SANTE Chercheuse de la Mayo Clinic aux Etats-Unis, Monique E. Muggli a découvert que les fabricants de cigarettes ont soigneusement dissimulé la présence de cet élément radioactif dans le tabac pendant 40 ans. Elle raconte…
En analysant plusieurs milliers de documents depuis deux ans, Monique E. Muggli, chercheuse de la Mayo Clinic aux Etats-Unis, à Rochester (Minnesota), a découvert comment Philip Morris et les plus grandes compagnies de l’industrie du tabac ont volontairement caché au grand public la présence de Polonium 210, un élément radioactif, dans leurs cigarettes. Celle qui est devenue la Erin Brockovich du tabac se confie à 20minutes.fr.
Comment avez-vous découvert l’ampleur de cette dissimulation?
Les industries du tabac ont été obligées de rendre public près de 60 millions de documents internes depuis un procès perdu en 1998 contre l’Etat du Minnesota. Dans tous ces rapports déclassifiés, environ 1.500 se rapportent au polonium. Les industries savaient tout. Elles ont tout enterré.

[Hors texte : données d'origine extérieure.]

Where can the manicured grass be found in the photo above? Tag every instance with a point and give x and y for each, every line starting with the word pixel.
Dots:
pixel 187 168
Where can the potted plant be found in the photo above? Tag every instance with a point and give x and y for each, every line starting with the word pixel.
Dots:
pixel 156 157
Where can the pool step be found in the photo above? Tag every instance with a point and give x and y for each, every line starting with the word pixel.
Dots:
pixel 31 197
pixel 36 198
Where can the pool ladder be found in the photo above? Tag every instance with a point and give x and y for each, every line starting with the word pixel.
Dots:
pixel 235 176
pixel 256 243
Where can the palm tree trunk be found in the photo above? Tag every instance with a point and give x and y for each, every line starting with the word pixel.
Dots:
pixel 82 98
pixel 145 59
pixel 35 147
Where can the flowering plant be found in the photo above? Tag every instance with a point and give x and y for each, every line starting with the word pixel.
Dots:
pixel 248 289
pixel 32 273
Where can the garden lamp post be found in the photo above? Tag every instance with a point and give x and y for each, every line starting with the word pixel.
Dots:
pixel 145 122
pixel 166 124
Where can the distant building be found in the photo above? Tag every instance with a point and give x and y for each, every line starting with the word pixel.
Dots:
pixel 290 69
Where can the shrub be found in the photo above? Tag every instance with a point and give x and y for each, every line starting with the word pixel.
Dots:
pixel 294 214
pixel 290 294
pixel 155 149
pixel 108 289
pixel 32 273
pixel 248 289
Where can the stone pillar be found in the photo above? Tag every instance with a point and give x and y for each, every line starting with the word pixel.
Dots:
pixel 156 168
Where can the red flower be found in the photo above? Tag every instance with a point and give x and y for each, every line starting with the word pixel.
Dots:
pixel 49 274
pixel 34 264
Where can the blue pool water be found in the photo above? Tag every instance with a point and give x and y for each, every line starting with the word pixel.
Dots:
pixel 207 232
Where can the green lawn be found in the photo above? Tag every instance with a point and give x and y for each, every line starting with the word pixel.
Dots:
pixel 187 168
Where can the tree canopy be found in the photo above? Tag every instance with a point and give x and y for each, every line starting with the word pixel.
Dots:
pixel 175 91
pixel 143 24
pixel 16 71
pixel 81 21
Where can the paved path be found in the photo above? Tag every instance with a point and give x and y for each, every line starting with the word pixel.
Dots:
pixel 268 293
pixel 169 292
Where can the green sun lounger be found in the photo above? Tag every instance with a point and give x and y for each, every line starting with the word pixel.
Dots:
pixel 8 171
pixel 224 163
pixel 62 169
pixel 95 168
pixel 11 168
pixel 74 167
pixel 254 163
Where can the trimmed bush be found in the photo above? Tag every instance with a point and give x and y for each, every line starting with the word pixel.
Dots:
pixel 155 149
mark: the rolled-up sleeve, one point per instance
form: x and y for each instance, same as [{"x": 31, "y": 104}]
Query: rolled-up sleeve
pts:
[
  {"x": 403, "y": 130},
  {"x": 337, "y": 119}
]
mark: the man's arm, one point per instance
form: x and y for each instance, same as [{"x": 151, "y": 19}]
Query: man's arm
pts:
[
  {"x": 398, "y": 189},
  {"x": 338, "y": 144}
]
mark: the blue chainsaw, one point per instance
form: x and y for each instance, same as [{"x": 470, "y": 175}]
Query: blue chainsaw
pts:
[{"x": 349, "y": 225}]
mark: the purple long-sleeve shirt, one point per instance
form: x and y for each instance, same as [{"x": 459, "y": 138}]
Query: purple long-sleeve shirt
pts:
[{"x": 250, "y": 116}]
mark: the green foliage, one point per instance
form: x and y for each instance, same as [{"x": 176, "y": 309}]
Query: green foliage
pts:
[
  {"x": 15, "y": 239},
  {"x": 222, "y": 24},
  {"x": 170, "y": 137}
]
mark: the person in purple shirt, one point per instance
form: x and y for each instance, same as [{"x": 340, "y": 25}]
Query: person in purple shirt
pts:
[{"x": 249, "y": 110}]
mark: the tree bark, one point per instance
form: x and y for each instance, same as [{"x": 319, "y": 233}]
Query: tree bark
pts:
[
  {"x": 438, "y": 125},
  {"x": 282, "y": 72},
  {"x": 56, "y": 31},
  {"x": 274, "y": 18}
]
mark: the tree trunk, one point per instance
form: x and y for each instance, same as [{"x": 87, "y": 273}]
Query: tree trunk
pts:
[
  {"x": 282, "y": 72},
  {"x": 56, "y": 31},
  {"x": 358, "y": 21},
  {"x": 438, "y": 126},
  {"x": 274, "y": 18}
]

Quand ont-elles su que le polonium se trouvait dans le tabac?
En 1964. Les industries, tout comme la communauté médicale, ont observé la présence du 210 Po, un élément radioactif et cancérigène. Attention, cette présence n’est pas dûe au processus industriel des cigarettiers, mais à la façon de cultiver le tabac. On utilise des engrais riches en phosphates qui contaminent les feuilles.
Et ils n’ont rien fait?
Au début, dans les années 1970 et 1980, ils ont agi. Philip Morris et les autres compagnies ont essayé de supprimer la teneur en polonium, de trouver des méthodes différentes tout en conservant la réussite commerciale de leurs produits. Ils n’ont pas réussi à concilier les deux. Les chercheurs de Philip Morris ont réussi à réduire la présence de 210 Po avec un solvant, RJ Reynolds dans ces Winston avec un filtre spécial. Mais les dirigeants les ont empêchés de poursuivre. Ils avaient peur de changer le goût de leur produit, mais surtout que le grand public apprennent les objectifs de ces recherches, paniquent devant le polonium.
Il fallait étouffer l’affaire…
La stratégie générale est d’éviter toute controverse. Ils savaient que toute divulgation entraînerait une grande peur et des procès. Paul Eichorn, vice-président de Philip Morris, a eu cette formule dans une note adressée à ses collaborateurs: «Nous ne devons pas réveiller un géant endormi». Ils ont arrêté les recherches et enterré profondément l’existence du polonium.
Quelle est sa dangerosité?
On estime que le 210 Po est à l’origine d’1% de tous les cancers du poumon aux Etats-Unis, soit d’environ 1.600 morts américains par an. Il serait responsable de 12.000 décès dans le monde entier par an.
Les responsables des majors ont-ils réagi à la publication de votre article dans le numéro de septembre de l’American Journal of Public Health?
Non, l’affaire a été relayée pour l’instant en Grande-Bretagne, en Belgique et en France. Mais pas encore aux Etats-Unis.
Que risquent-ils?
Il n’y aura probablement pas de condamnation en justice. Ce sont de longues batailles, souvent vaines. Mais l’opinion publique est désormais au courant des combines des cigarettiers, et leur réputation va en pâtir. C’est là qu’est notre victoire.
Si je me grille une cigarette maintenant, j’inhalerai du polonium?
Oui, il se déposera sur une partie de vos bronches.
Les cigarettiers nous réservent-ils d’autres surprises de ce genre?
(Elle rit). Je ne sais pas, vraiment pas ! Nous travaillons aujourd’hui avec mes collègues de Stanford et du Nicotine Research Center sur le danger des cigarettes au menthol, et sur «Secondhand smoke», la fumée passive. Nous essayons de décrypter la stratégie de l’industrie vis-à-vis des non-fumeurs et des produits qu’ils absorbent.
Le polonium est l’un des éléments radioactifs les plus toxiques. Il avait servi dans l’assassinat de l’ex-agent du KGB Alexander Litvinenko à Londres en 2006, mais la dose employée par les meurtriers était évidemment colossale comparée à une simple cigarette. Il était mort en moins de trois semaines.